A petition for revision under s. 115 CPC is of course competent against an order rejecting an application to be added as a party as no appeal lies against such order (Sundar Lal v. Param Sukhdas, AIR 1968 SC 336). Similarly, it has been held as well in the decision Golap Khan v. Bhola Nath Manik, 7 IC 481 : 12 CLJ 545, that an order rejecting the application by a person to be made a party, on the ground that he has no locus standi, is not open to appeal, The expression "in any proceeding" in s. 54 of the L.A. Act cannot be construed to be comprehensive enough to extend the right of appeal under s. 54, to orders which are not awards or parts of an award (54 Calcutta page 312).

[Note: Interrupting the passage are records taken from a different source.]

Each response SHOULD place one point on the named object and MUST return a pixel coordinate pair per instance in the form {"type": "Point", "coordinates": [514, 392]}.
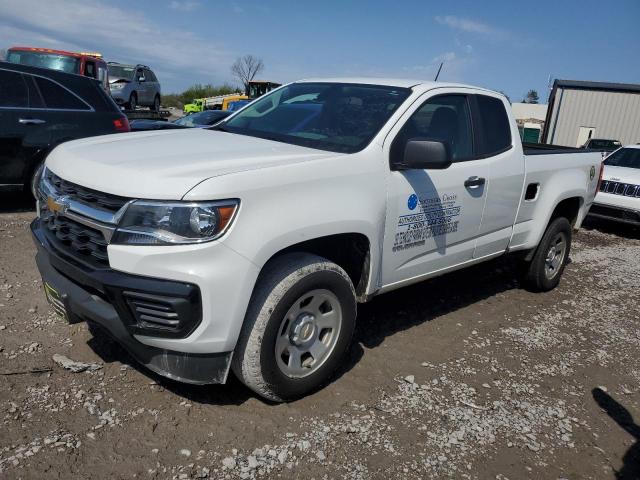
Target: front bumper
{"type": "Point", "coordinates": [97, 297]}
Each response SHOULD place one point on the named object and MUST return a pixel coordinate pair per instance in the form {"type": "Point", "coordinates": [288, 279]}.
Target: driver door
{"type": "Point", "coordinates": [433, 216]}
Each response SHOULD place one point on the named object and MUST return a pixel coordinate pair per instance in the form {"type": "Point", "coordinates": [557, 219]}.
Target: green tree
{"type": "Point", "coordinates": [532, 97]}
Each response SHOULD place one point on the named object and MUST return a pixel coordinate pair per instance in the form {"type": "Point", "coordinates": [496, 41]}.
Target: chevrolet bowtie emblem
{"type": "Point", "coordinates": [57, 205]}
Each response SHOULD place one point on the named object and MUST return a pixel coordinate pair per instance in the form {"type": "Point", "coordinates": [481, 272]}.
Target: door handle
{"type": "Point", "coordinates": [474, 182]}
{"type": "Point", "coordinates": [31, 121]}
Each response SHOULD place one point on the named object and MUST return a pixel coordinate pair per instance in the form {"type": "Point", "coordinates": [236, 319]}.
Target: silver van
{"type": "Point", "coordinates": [134, 85]}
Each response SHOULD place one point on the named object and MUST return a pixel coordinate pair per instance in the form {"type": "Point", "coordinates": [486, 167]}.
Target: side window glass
{"type": "Point", "coordinates": [90, 70]}
{"type": "Point", "coordinates": [445, 118]}
{"type": "Point", "coordinates": [57, 97]}
{"type": "Point", "coordinates": [495, 133]}
{"type": "Point", "coordinates": [13, 90]}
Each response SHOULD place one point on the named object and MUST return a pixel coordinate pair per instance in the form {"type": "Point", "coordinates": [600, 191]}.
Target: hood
{"type": "Point", "coordinates": [165, 165]}
{"type": "Point", "coordinates": [621, 174]}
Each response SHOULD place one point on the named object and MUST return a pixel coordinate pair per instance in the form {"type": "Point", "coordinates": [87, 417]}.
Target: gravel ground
{"type": "Point", "coordinates": [466, 376]}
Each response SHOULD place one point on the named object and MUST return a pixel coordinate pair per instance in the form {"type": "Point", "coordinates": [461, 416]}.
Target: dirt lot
{"type": "Point", "coordinates": [466, 376]}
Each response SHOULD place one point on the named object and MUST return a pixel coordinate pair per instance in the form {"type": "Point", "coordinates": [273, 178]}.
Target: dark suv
{"type": "Point", "coordinates": [41, 108]}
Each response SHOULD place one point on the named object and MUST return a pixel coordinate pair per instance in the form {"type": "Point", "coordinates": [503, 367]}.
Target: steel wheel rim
{"type": "Point", "coordinates": [308, 333]}
{"type": "Point", "coordinates": [555, 256]}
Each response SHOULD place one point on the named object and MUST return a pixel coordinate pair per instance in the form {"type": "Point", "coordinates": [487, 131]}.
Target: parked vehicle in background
{"type": "Point", "coordinates": [219, 102]}
{"type": "Point", "coordinates": [248, 244]}
{"type": "Point", "coordinates": [237, 105]}
{"type": "Point", "coordinates": [619, 195]}
{"type": "Point", "coordinates": [257, 88]}
{"type": "Point", "coordinates": [39, 109]}
{"type": "Point", "coordinates": [195, 120]}
{"type": "Point", "coordinates": [134, 85]}
{"type": "Point", "coordinates": [89, 64]}
{"type": "Point", "coordinates": [602, 144]}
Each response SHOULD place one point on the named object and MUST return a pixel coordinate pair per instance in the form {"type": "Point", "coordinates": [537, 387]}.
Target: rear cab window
{"type": "Point", "coordinates": [491, 126]}
{"type": "Point", "coordinates": [443, 118]}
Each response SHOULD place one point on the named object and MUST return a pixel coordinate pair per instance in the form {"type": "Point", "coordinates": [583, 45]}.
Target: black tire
{"type": "Point", "coordinates": [282, 282]}
{"type": "Point", "coordinates": [133, 101]}
{"type": "Point", "coordinates": [538, 274]}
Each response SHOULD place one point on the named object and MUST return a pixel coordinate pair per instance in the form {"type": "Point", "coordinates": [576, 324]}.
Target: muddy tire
{"type": "Point", "coordinates": [545, 269]}
{"type": "Point", "coordinates": [298, 327]}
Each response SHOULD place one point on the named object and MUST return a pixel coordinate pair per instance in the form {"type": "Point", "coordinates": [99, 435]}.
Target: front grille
{"type": "Point", "coordinates": [78, 240]}
{"type": "Point", "coordinates": [615, 213]}
{"type": "Point", "coordinates": [620, 188]}
{"type": "Point", "coordinates": [105, 201]}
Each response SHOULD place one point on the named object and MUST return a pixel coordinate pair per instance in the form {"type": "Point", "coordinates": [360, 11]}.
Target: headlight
{"type": "Point", "coordinates": [171, 223]}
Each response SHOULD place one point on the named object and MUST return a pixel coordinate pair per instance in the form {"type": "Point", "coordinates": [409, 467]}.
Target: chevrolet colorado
{"type": "Point", "coordinates": [247, 246]}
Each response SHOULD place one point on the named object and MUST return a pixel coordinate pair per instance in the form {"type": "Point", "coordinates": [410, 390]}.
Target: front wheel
{"type": "Point", "coordinates": [298, 327]}
{"type": "Point", "coordinates": [544, 270]}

The position has become more stringent after the amendment of this section by the amending Act of 1921. The position of law as it stands now is that an appeal shall lie only from the award or any part of the award. Every order against which the petitioner wants to appeal cannot be said to be an award within the meaning of s. 26 of the Act. It was held in the decision in Hassam Molla v. Tasiruddin reported in 87 IC 10, that no appeal lies from an order refusing to restore a case by setting aside a decree, passed ex parte for default of the petitioner. 11. In the instant case the appellant-petitioner has not moved this Court against the award as such, but against the order rejecting his petition under Order 9 Rule 13 read with s. 151 CPC for setting aside the award and the decree passed long back on 25.5.83. In view of our findings above the appellant is not entitled to any relief. The appeal fails and the same is dismissed. The order passed by the learned Land Acquisition Judge is hereby affirmed. A.M. Bhattacharjee, J. : I agree. Appeal dismissed.